Dissertation Committee:
Dr. Elke A. Rundensteiner, Worcester Polytechnic Institute, Advisor
Dr. Xiangnan Kong, Worcester Polytechnic Institute
Dr. Nima Kordzadeh, Worcester Polytechnic Institute
Dr. Liang Wang, Visa Research
Title: Harnessing Incomplete, Noisy, and Multi-level Labels for Classification and Annotation Tasks
Abstract:
Deep learning models excel in various tasks but require large amounts of accurate labels. Unfortunately, acquiring quality labels is costly and requires domain expertise. Hence, datasets tend to have missing or noisy labels. Additionally, data might be labeled on multiple levels. For instance, in detecting foodborne illness incidents from a tweet, the aim at the tweet level is to predict illness indication, while at the word level, it is to identify relevant slots like location or food group.
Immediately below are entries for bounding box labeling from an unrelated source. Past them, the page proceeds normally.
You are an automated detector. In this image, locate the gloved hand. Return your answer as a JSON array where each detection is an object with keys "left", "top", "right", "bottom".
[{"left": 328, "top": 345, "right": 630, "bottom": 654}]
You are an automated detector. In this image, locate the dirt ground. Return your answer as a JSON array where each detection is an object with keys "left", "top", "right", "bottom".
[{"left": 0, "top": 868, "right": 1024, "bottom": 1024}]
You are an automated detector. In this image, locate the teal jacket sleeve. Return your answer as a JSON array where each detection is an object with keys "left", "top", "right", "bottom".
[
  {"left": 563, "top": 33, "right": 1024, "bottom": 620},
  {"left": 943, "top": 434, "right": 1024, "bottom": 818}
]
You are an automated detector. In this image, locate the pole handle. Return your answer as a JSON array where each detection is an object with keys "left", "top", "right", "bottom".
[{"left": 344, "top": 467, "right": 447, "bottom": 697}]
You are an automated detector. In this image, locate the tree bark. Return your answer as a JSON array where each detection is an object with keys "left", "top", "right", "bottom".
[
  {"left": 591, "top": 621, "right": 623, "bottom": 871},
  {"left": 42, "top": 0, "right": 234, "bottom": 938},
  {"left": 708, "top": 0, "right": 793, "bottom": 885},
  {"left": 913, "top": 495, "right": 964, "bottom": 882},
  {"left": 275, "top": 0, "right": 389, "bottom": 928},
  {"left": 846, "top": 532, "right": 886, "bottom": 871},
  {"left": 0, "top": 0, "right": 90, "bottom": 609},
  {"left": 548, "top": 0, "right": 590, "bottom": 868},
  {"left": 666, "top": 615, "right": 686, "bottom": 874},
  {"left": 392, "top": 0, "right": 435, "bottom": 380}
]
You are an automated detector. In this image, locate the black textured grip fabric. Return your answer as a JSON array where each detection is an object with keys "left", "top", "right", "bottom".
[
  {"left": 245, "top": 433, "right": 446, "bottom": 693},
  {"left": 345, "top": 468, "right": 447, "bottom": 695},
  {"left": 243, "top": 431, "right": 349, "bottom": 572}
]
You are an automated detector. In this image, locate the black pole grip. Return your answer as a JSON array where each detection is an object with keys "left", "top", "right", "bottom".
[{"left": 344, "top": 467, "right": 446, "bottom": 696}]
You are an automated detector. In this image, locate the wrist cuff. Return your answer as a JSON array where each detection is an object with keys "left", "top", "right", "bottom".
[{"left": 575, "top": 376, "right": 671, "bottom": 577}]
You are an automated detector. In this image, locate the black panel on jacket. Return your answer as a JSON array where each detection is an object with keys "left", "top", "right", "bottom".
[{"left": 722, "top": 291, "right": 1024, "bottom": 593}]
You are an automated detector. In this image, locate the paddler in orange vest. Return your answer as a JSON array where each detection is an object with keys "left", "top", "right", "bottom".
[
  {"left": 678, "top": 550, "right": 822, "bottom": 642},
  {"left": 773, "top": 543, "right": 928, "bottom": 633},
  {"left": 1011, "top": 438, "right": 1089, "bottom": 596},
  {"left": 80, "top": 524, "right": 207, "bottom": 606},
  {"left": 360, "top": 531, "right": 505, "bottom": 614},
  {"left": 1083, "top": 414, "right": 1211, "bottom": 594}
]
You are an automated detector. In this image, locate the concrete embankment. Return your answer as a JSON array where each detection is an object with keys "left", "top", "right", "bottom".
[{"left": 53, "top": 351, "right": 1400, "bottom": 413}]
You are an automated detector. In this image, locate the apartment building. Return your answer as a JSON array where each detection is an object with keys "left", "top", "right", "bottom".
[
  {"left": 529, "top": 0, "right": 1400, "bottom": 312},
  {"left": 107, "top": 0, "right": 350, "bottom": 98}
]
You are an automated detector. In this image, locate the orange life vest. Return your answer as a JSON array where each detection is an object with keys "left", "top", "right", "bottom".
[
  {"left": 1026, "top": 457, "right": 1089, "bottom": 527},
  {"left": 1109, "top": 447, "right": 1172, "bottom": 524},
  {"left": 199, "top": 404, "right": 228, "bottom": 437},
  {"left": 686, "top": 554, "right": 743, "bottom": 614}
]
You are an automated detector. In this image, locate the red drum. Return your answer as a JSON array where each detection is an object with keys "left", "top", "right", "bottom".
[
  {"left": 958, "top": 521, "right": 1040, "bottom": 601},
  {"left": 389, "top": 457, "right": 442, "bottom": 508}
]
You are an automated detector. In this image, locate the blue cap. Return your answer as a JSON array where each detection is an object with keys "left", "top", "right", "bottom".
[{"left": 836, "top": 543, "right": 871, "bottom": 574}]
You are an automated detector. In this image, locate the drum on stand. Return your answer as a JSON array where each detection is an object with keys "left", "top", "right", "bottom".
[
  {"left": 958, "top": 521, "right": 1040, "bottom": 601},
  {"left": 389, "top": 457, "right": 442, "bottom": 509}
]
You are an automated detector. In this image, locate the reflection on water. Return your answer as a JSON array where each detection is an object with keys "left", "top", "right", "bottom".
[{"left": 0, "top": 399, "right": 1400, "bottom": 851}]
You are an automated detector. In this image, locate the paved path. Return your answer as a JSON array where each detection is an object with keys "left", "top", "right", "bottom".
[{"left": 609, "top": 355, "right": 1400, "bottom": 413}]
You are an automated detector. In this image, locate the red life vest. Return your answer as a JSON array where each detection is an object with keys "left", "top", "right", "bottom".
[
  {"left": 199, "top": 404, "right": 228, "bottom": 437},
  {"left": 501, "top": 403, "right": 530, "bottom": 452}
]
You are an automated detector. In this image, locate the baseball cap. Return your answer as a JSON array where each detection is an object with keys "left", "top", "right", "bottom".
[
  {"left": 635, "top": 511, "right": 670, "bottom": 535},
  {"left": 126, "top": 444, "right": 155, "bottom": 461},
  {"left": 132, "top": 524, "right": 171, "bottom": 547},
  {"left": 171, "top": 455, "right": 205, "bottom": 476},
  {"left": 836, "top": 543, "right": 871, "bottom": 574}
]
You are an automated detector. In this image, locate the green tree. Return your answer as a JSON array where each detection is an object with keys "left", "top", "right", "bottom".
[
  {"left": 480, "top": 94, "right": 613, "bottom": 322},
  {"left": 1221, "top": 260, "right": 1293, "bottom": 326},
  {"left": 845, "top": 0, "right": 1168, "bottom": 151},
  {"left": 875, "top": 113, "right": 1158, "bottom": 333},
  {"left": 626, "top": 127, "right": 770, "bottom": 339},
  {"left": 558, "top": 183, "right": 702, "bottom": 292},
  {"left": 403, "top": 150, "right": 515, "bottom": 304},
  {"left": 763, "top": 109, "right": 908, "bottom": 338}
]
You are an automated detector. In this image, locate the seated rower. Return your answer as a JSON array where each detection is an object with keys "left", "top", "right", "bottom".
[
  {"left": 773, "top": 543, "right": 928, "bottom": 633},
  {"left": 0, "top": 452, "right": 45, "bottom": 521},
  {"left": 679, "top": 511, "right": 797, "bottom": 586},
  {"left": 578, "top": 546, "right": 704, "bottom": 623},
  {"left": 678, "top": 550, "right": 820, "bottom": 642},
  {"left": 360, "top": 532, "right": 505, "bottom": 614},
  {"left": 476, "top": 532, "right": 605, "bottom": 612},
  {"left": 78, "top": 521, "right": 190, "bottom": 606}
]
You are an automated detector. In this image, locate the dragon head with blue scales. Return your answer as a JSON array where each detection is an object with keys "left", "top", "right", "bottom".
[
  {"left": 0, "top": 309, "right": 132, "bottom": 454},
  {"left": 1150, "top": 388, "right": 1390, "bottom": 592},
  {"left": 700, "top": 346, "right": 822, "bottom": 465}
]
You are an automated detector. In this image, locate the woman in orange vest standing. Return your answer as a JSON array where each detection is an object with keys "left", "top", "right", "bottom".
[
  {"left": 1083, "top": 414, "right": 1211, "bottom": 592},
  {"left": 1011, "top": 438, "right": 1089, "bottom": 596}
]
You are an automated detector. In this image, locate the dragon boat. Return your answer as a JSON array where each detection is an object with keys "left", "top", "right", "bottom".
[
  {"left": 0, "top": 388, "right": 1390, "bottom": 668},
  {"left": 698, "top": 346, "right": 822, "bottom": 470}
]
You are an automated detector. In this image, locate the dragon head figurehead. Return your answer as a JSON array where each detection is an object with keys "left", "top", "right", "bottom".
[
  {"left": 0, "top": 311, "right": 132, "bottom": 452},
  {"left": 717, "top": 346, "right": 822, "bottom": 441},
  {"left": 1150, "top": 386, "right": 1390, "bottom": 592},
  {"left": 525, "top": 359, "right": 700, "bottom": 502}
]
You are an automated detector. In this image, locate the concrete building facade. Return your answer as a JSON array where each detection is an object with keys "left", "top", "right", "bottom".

However, due to the challenges and costs in acquiring labels for both levels, these levels may have incomplete or noisy labels. This dissertation explores three directions for handling incomplete, noisy, and multi-level labeled data. Direction 1 learns from two-level task datasets where one task has complete labels and the other has incomplete labels. We propose a novel deep learning solution that integrates joint learning of tasks at both levels and strikes a balance between the fully labeled and incompletely labeled tasks. Direction 2 focuses on learning with noisy labeled data. We propose a method that harnesses the Local Intrinsic Dimensionality (LID) score to detect and correct noisy labels. Direction 3 develops strategies for annotating two-level labeled data given mostly unlabeled instances. We develop a Large Language Models (LLMs) based solution that uniquely capitalizes on the relationship between two levels and integrates multi-example retrieval methods. Our experimental studies on real-world domains demonstrate that our proposed methods outperform state-of-the-art methods for each of these difficult label-related challenges.